Estava em casa. Na casa onde eu morava com minha mãe, antes da tragédia acontecer. Eu podia vê-la cozinhando. O pouco espaço que a casa tinha, proporcionava a visão de tudo, eu estava vendo-a enquanto eu me afundava cada vez mais no sofá.
Me sentia estranhamente em casa. Apesar de saber que algo não estava certo, eu não conseguia decifrar o que era. Talvez o conforto da casa me deixasse imune a essas sensações insólitas, me privando de reconhecer sua origem.
E então, escutei a voz da mamãe me chamando para jantar, mas a voz dela parecia diferente do habitual, soava cansada e abatida. Com a preocupação em mente, me levantei e me dirigi para a cozinha, sentando-me na cadeira em sua frente.

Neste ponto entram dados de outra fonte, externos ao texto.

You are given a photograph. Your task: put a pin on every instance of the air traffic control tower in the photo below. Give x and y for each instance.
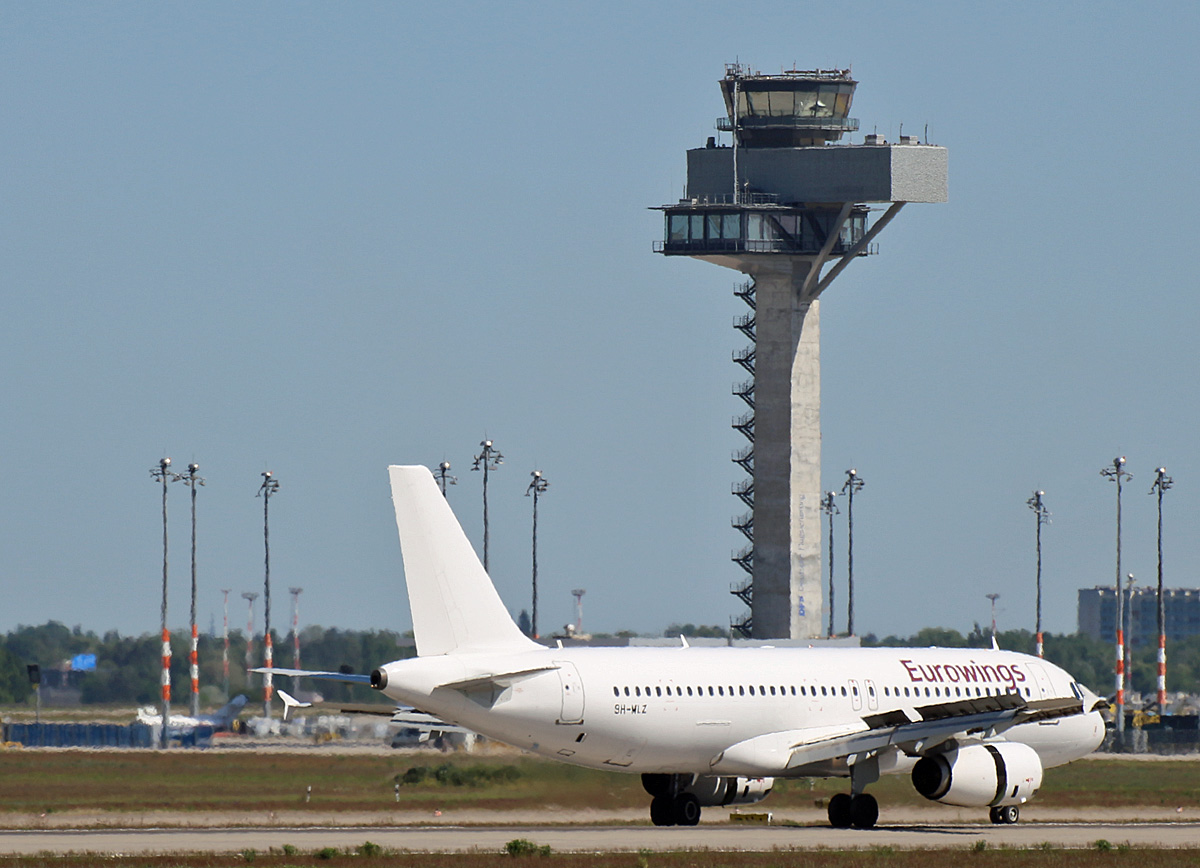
(787, 204)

Quando ela colocou o prato diante de mim, reconheci sua tão familiar sopa de legumes. E rapidamente comecei a comer, com uma fome que eu nem sabia que estava presente. Mamãe se sentou e também começou a comer sua sopa. O silêncio predominou por minutos, até que ela resolveu falar.
- Como foi seu dia hoje, querida? - ela perguntou com pouco entusiasmo.
- Foi bom. Depois que a escola acabou, fui para casa de Tina para fazermos o trabalho de artes.
Quando mamãe não comentou mais nada, senti que havia algo que ela tentava esconder com muito pesar.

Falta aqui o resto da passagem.